Maher Arar knows the Patriot Act; he knows it very well, it had a radical effect on his life. Arar was on his way home from Europe when he stopped at JFK International Airport in New York.
He had the misfortune to be a Canadian of Syrian origin. Although he was traveling on his Canadian passport, U.S. officials detained him for questioning.
Before he knew what was happening, Arar said, American authorities were talking of deporting him to Syria. Arar said he pleaded with federal agents to send him to Canada because he feared he would be tortured in Syria.
It did no good and Arar, 33, a software engineer, spent 10 months in a small, dark, rat-infested prison cell in Damascus and was tortured regularly.
U.S. Attorney General John Ashcroft said the government believed Syrian assurances that Arar would not be tortured. Human rights groups were scornful of that claim.
Ashcroft took note of Syrian denials that Arar had been tortured. He told reporters: that statement is fully consistent with the assurances that the United States government received prior to the removal of Mr. Arar.
Two weeks ago, President George W. Bush was sharply critical of the Syrian government for leaving its people a legacy of torture, oppression, misery and ruin.
In its most recent report on human rights abuses in Syria, the U.S. State Department said in that country, torture is common and methods include beatings, electric shocks, pulling out fingernails, forcing objects into the rectum, and bending prisoners over a wheel frame while whipping exposed body parts.
Alex Neve, secretary-general of the Canadian branch of Amnesty International, said: It is preposterous that U.S. authorities would even consider asking the Syrian governmenta government that Washington itself has identified as having an abysmal human rights record-to give that kind of assurance that Arar would not be tortured.
It is outrageous that anybody in the U.S. government would believe such promises from a government like Syria, which regularly, consistently and cavalierly [flouts] international human rights obligations, Neve said.
Joe Stork, a Mideast expert with Human Rights Watch, said it is illegal for the U.S. government to deport any person to a country where it can expect that individual will be tortured.
The use of torture is well documented in the case of Syria and it is pretty shameful for the U.S. to have deported Mr. Arar to that country, Stork said.
Ashcroft declared: Mr. Arar was the subject of a lookout list for being a member of a known terrorist organization.
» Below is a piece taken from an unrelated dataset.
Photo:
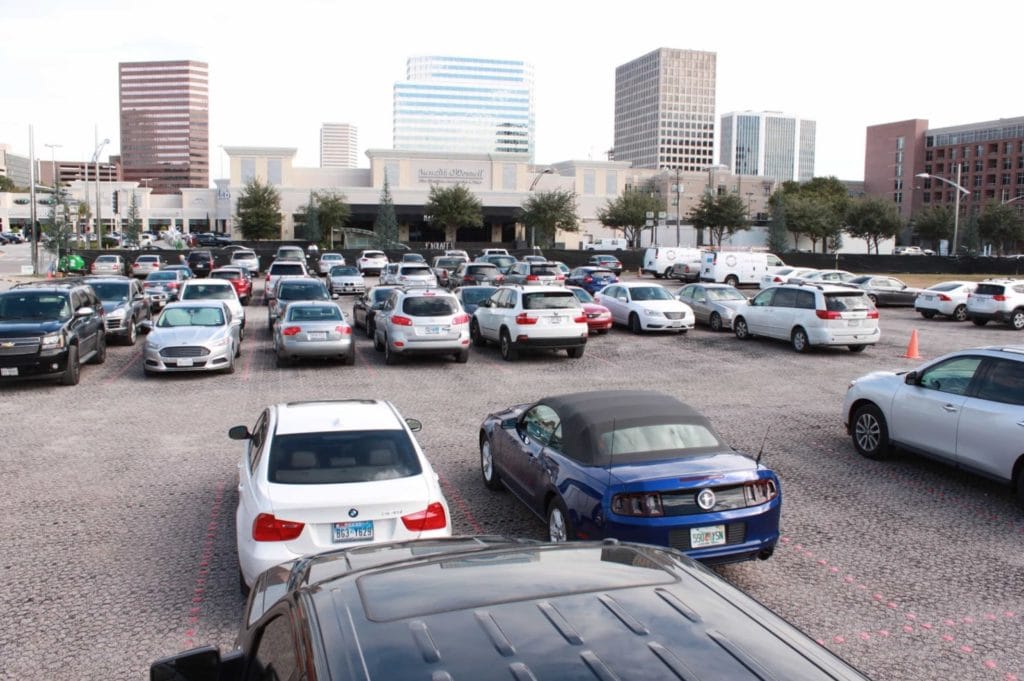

He said the deportation, therefore, was fully within our laws and the applicable international treaties and conventions.
Arar, who was accused of being a member of al-Qaeda, denied that claim and said he was singled out because of a very casual, brief acquaintance with a known member of a terrorist group.
The young engineer has not been charged with any offense in any country. The Canadian government considers him innocent.
Arar was held initially under provisions of the Patriot Act. He was not the first to be held incommunicado and denied his rights.